Design of a Visual Pose Estimation Algorithm for Moon Landing

TL;DR

This paper proposes a terrain-based absolute navigation algorithm for lunar landings that estimates spacecraft position and attitude by matching crater images to a database, improving landing precision.

Contribution

It introduces a crater-based terrain navigation method that bypasses image processing, focusing on estimation accuracy and crater count effects through simulations.

Findings

Algorithm achieves accurate position and attitude estimation.

Increased crater count improves estimation accuracy.

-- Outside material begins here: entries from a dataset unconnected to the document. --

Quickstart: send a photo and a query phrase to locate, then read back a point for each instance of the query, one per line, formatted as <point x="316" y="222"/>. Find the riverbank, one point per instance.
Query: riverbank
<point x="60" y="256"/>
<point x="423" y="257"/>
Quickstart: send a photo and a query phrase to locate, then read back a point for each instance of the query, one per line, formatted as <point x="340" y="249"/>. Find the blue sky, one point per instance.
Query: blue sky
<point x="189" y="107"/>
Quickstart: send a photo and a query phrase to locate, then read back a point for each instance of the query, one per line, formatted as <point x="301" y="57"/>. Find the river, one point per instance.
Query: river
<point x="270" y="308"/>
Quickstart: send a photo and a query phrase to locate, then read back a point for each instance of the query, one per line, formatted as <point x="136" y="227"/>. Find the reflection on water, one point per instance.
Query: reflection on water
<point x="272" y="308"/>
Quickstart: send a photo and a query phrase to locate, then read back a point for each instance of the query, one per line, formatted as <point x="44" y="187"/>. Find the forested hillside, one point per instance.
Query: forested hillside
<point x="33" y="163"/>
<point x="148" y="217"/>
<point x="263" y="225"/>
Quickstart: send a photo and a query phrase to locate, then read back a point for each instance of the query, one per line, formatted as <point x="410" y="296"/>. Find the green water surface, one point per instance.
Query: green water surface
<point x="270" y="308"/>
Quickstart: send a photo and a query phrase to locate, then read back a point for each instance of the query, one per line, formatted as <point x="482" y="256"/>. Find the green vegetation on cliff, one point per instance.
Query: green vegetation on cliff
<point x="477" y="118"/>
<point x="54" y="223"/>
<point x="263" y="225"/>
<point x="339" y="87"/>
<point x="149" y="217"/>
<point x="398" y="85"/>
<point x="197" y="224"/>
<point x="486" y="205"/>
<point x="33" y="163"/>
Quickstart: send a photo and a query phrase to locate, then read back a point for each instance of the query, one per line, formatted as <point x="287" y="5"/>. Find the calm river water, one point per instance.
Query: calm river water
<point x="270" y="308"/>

Simulation results demonstrate robustness of the method.

Abstract

In order to make a pinpoint landing on the Moon, the spacecraft's navigation system must be accurate. To achieve the desired accuracy, navigational drift caused by the inertial sensors must be corrected. One way to correct this drift is to use absolute navigation solutions. In this study, a terrain absolute navigation method to estimate the spacecraft's position and attitude is proposed. This algorithm uses the position of the craters below the spacecraft for estimation. Craters seen by the camera onboard the spacecraft are detected and identified using a crater database known beforehand. In order to focus on estimation algorithms, image processing and crater matching steps are skipped. The accuracy of the algorithm and the effect of the crater number used for estimation are inspected by performing simulations.